絶対に返すからお金を貸してほしい――。突然、そんなことを友人から言われたら、あなたは貸すだろうか。お金に関するメディアを運営するタンタカの調査で、「友達にお金(生活費)を貸して欲しい」と頼まれたら、実際いくらまで貸せるのか聞いたところ、「貸さない」が35.4%で最多の回答だった。一方、お金を貸すと回答した人では、「5000〜1万円未満」が21.4%、次いで「1万〜5万円未満」が20.8%だった。

 お金の貸し借りには、トラブルに見舞われるリスクもはらんでいる。SNSでも、お金を貸した友人に記憶喪失のふりをされたことをはじめ、お金がらみの“事件”の投稿は枚挙にいとまがない。お金が返って来ない、信頼関係を失うといったリスクを加味したうえで、友人にお金を貸すのは、「あり」か「なし」か、リアルな本音を聞いた。

 IT企業に勤める20代の男性・Aさんは、どんなことがあっても、友人をはじめ他人にお金を貸さない派だ。これまで一度もお金を貸したことはないという。

「トラブルになることは目に見えています。そもそも、『お金を貸してくれ』と言ってくる人は友人ではない。僕が同じ立場だったら、むしろ友人には絶対に言えない。お金を返してくる、返してくれないにかかわらず、『貸してくれ』の一言自体が、人間関係に影響すると思っています」(Aさん)

 とはいえ、Aさんの基準では“例外”もあるという。貸すというよりも、一時的に立て替えるなら「あり」だそうだ。

「財布を忘れたから、この会計だけは立て替えてほしい。手持ちのお金が足りないから、帰り道でATMに寄るので……などの場合はお金を貸すこともあります。すぐに回収可能で、数千円程度ならOKという認識です」(Aさん)
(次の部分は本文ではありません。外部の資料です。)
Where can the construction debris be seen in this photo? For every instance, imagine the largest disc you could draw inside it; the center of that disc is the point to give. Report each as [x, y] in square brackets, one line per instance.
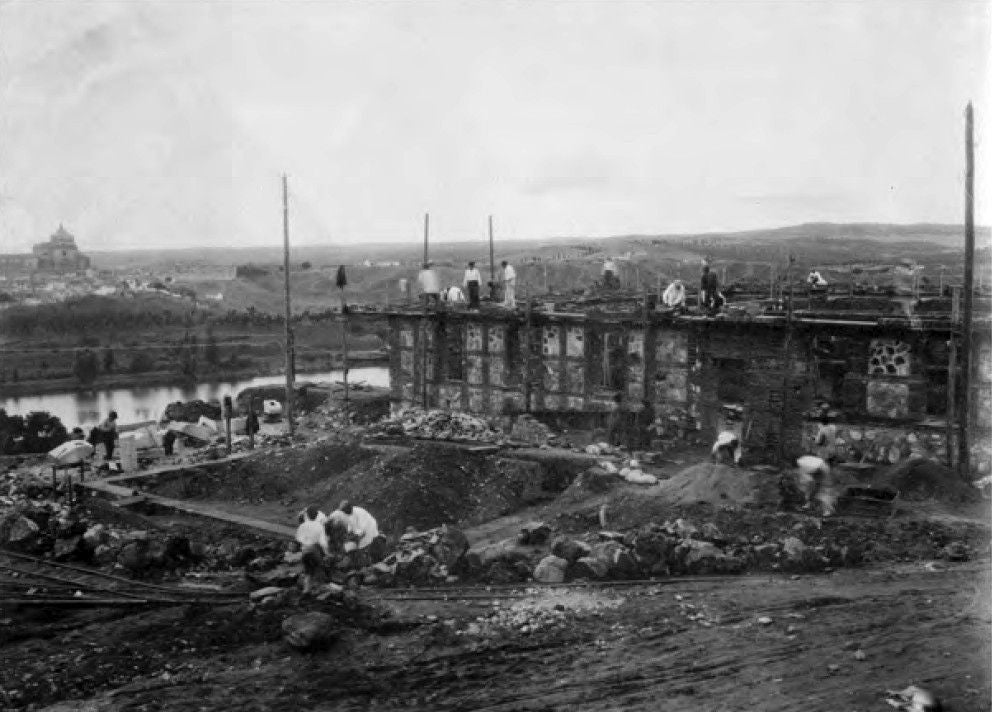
[438, 425]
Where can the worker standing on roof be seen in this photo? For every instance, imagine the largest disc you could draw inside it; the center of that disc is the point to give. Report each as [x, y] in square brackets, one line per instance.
[471, 282]
[429, 284]
[509, 286]
[727, 448]
[106, 433]
[709, 291]
[674, 295]
[815, 280]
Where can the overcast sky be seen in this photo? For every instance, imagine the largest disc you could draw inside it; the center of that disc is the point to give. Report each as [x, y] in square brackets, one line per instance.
[148, 124]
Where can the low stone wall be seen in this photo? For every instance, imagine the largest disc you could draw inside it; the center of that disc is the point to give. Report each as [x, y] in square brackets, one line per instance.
[862, 443]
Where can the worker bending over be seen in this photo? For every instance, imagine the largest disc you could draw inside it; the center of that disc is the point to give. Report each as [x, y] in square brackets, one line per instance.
[314, 544]
[813, 479]
[727, 448]
[674, 296]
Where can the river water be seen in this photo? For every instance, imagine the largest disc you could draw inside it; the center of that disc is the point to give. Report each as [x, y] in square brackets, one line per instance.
[133, 405]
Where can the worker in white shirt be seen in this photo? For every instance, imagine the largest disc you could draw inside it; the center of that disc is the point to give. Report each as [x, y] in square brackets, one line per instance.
[360, 527]
[726, 448]
[314, 545]
[453, 295]
[310, 534]
[674, 296]
[471, 282]
[429, 284]
[813, 479]
[509, 286]
[815, 279]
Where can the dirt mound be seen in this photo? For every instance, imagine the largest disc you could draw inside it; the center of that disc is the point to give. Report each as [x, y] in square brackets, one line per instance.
[268, 476]
[432, 485]
[925, 479]
[716, 484]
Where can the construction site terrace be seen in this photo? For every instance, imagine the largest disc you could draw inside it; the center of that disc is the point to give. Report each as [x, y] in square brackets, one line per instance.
[534, 555]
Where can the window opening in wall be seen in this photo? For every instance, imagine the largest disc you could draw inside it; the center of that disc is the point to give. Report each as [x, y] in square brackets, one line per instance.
[615, 361]
[937, 392]
[511, 346]
[607, 360]
[454, 339]
[732, 379]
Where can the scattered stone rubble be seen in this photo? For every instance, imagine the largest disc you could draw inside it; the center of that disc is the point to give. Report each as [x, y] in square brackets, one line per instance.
[527, 429]
[438, 425]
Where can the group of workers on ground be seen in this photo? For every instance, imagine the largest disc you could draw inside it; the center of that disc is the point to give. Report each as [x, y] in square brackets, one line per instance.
[346, 539]
[433, 294]
[812, 470]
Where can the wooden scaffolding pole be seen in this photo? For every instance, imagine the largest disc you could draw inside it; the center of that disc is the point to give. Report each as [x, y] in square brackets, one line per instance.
[964, 404]
[289, 329]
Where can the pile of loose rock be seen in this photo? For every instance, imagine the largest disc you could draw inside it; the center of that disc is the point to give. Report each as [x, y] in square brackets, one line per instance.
[420, 558]
[527, 429]
[671, 548]
[438, 425]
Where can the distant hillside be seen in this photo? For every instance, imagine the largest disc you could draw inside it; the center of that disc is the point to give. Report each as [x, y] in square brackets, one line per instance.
[940, 238]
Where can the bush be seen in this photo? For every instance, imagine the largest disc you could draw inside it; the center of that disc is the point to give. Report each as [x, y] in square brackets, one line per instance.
[39, 432]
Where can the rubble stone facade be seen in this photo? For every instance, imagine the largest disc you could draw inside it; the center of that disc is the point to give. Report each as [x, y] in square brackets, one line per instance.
[887, 382]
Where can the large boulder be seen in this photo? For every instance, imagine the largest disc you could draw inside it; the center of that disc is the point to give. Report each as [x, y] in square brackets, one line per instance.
[506, 550]
[309, 631]
[654, 549]
[22, 532]
[67, 548]
[569, 549]
[620, 563]
[534, 533]
[551, 569]
[450, 546]
[703, 557]
[588, 567]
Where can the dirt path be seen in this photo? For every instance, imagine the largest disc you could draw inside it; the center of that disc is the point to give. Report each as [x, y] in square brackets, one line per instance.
[677, 645]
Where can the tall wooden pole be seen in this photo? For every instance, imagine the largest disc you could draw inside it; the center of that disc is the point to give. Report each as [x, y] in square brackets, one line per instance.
[423, 331]
[492, 262]
[289, 331]
[345, 328]
[964, 411]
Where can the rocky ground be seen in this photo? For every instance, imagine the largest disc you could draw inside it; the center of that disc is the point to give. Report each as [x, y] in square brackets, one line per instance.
[552, 584]
[829, 641]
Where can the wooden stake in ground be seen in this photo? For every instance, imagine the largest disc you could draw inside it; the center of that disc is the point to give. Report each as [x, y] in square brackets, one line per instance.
[342, 282]
[423, 325]
[492, 262]
[289, 332]
[964, 406]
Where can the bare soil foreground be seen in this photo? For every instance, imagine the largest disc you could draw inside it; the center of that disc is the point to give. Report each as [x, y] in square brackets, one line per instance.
[819, 642]
[887, 601]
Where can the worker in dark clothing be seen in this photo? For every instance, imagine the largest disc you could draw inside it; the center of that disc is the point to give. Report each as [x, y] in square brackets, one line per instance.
[645, 419]
[106, 433]
[709, 288]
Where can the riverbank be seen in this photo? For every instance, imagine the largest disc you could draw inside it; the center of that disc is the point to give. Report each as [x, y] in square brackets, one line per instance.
[103, 382]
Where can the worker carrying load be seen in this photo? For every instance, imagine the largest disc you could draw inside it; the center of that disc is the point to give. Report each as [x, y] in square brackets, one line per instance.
[815, 280]
[727, 448]
[351, 530]
[453, 295]
[674, 296]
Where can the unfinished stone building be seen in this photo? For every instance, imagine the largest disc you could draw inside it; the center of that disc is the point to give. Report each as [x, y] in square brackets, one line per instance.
[763, 375]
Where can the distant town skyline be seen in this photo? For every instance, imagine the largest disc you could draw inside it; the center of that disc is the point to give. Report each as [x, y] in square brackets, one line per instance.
[167, 124]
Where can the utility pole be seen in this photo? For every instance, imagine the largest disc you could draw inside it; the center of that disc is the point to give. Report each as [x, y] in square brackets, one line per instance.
[492, 262]
[289, 331]
[964, 411]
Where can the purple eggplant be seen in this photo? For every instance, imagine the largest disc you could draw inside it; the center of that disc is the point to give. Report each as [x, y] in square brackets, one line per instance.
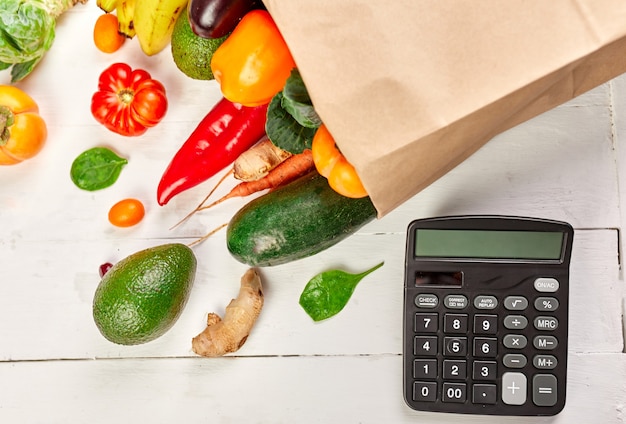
[217, 18]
 一方、マスコミ関連企業に勤務する30代の男性・Bさんは、よく友人にお金を貸す。信頼関係や事情から、貸すか貸さないか、貸すにしてもいくらまで貸すかを総合的に判断するというが、上限は「1万円」に設定する。

「とりあえず、なぜお金を貸してほしいのか、事情だけは聞くことにしています。ギャンブル以外のもっともらしい事情の場合は、とりあえず1万円までは貸します。人にお金を貸す行為は、戻って来ないことを念頭に“あげるつもり”じゃないとできない。もし1万円ですら返さなかったら、その程度の信頼関係だったとあきらめがつきます。実際に1万円貸した人で、音信不通になった人もいました」(Bさん)

 PR代理店に勤務する20代の女性・Cさんは、基本的には「貸さない」スタンスだが、財布をなくした友人に2万円、新型コロナの影響で失業した友人には5万円を貸したことがある。こうした特別な事情がない限りは「貸さない」のがCさんの方針だ。

 もちろん返してもらえるケースが多いというが、貸してもお金を返さない人もいる。しかしさらに厄介なのは、お金を貸さないと伝えると、急に怒り出す人だという。Cさんは嘆く。

「男友だちが、ソシャゲ(ソーシャルゲーム)で課金しすぎて、生活費が足りないから貸してほしいと言ってきたので、断りました。たぶん、生活費は建前で、借りたお金でまた課金するのが見え見え。すると彼は『お前は友人じゃない』『昔からお前は頑固だしケチだよな。だからモテないんだよ』と完全に逆ギレ。その後、音信不通に……。後日、他の友人同じことを頼んでいたと知り、本当に貸さなくて良かったと思いました」(Cさん)

 お金の貸し借りはトラブルのもと。たとえ、親しい仲であっても慎重に判断したいところだ。